The sample complexity of multi-distribution learning
Binghui Peng
TL;DR
The paper tackles multi-distribution learning, where the goal is to minimize the worst-case population loss across $k$ distributions within $\epsilon$ of the optimal loss over a VC class with dimension $d$. It introduces a boosting framework based on multiplicative weight updates and a novel recursive width reduction to reduce the number of MWU rounds, achieving a near-optimal sample complexity of $\widetilde{O}((d+k)\epsilon^{-2}) \cdot (k/\epsilon)^{o(1)}$ (up to polylog factors).

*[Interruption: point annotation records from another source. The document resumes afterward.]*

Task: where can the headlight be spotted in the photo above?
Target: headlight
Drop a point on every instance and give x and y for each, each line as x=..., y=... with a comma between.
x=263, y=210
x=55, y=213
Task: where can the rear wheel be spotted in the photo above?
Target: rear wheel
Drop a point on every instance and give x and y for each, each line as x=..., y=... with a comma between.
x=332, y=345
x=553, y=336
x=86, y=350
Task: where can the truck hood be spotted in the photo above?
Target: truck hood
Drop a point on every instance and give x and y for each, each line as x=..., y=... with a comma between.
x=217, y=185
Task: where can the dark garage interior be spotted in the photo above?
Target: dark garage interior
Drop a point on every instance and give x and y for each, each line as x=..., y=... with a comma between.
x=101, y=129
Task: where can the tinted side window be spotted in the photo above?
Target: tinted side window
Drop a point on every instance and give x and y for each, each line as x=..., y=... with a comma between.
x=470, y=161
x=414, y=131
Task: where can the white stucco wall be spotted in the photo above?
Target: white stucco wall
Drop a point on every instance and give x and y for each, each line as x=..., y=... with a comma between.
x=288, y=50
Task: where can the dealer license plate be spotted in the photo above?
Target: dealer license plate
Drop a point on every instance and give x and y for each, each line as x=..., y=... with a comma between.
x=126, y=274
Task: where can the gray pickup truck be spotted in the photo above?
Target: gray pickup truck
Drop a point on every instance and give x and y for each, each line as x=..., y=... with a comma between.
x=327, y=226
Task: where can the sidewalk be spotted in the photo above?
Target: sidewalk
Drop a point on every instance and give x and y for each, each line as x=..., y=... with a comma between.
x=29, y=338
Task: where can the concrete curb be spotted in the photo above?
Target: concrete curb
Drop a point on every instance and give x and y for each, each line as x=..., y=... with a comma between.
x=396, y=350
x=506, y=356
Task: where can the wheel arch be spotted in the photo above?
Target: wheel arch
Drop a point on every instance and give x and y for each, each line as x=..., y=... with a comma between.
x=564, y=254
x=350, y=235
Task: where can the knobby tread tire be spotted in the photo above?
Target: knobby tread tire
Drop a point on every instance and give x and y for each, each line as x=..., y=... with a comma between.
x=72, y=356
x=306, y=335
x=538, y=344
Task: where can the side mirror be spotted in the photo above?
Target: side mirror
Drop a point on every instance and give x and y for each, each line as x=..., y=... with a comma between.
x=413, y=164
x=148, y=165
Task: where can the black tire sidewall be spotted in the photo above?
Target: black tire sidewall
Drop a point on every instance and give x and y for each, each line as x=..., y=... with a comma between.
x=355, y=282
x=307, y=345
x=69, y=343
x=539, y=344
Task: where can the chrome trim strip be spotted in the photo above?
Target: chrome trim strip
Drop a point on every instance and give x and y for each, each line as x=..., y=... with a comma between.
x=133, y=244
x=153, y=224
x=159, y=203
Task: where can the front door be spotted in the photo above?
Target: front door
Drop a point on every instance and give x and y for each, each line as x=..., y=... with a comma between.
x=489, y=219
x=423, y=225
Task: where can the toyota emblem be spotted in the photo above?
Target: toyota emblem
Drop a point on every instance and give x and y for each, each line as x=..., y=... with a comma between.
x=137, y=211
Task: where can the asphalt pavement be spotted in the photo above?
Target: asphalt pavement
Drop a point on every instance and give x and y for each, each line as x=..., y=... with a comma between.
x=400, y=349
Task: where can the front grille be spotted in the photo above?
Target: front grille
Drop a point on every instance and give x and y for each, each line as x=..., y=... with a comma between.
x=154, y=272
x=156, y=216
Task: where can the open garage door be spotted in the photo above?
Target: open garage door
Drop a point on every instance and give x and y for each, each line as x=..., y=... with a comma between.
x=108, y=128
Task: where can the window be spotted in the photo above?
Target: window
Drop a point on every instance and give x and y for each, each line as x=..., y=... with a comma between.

Central to the approach are the concepts of width reduction, the construction of an $\epsilon$-cover, and the soundness/completeness properties that preserve the optimal classifier while enabling aggressive truncation of losses. The method also removes the need for exact knowledge of OPT by running across an OPT grid and refining, ultimately culminating in a final algorithm with the stated near-optimal sample complexity. These results resolve the COLT 2023 open problem and demonstrate that multi-distribution learning need not be harder than single-distribution PAC learning in terms of sample complexity, with potential broader impact for boosting methods in agnostic, multi-distribution settings.
Abstract
Multi-distribution learning generalizes the classic PAC learning to handle data coming from multiple distributions. Given a set of $k$ data distributions and a hypothesis class of VC dimension $d$, the goal is to learn a hypothesis that minimizes the maximum population loss over $k$ distributions, up to $ε$ additive error. In this paper, we settle the sample complexity of multi-distribution learning by giving an algorithm of sample complexity $\widetilde{O}((d+k)ε^{-2}) \cdot (k/ε)^{o(1)}$. This matches the lower bound up to sub-polynomial factor and resolves the COLT 2023 open problem of Awasthi, Haghtalab and Zhao [AHZ23].